As gorjetas em restaurantes e outros estabelecimentos prestadores de serviços

Oscar Ivan Prux

Por uma questão cultural, muitos trabalhadores de determinados países desenvolvidos evitam receber gorjetas. Para eles, a gorjeta se assemelha a esmola e fere a dignidade do ser humano que deve sempre trabalhar correta e zelosamente e auferir remuneração justa. Já em nosso continente, a gorjeta sempre esteve colocada como uma espécie de tradição a demonstrar status superior para quem a dá, bem como, por essa característica cultural, passou a ser item esperado por prestadores de serviços como garçons, atendentes de hotéis, manobristas, guias turísticos, etc. Há casos, inclusive, em que é gerada má vontade e até atritos quando o consumidor deixa de dar gorjeta para prestador de serviços que julga ser essa uma obrigação. Chega-se a ter casos em certos países da América do Sul, nos quais é comum o prestador de serviço chegar a dizer para o turista de seu conhecimento do fato de que no país de origem do visitante, é uma espécie de ofensa dar gorjeta, mas que aqui na América do Sul ele (prestador de serviço) quer mesmo é ser ofendido à vontade com esse tipo de donativo (ou seja, a vista de não receber de seu empregador a remuneração condigna, não se sente atingido em sua dignidade ao receber gorjetas).
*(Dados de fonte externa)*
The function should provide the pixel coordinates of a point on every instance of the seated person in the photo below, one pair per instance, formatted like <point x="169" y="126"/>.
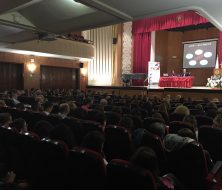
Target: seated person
<point x="185" y="73"/>
<point x="173" y="73"/>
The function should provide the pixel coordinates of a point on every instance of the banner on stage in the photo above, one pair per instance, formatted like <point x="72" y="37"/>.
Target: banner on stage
<point x="153" y="72"/>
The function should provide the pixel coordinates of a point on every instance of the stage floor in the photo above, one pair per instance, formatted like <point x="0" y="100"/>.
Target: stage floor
<point x="195" y="92"/>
Por conta disso, existem muitos empregadores que sequer se dispõem a assalariar o empregado, deixando-lhes como remuneração, apenas as gorjetas doadas pelos clientes. E o fazem sem pudor, pois além do costume social nesse sentido, existem sindicatos que os aconselham e garantem ser legal a imposição de cobrança de gorjeta, sempre com base em disposição prevista na Consolidação das Leis do Trabalho (CLT), na Portaria 04/94 da extinta Sunab e, eventualmente, em Convenções, Acordos ou Dissídios Coletivos de Trabalho celebrados por entidades patronais e de empregados.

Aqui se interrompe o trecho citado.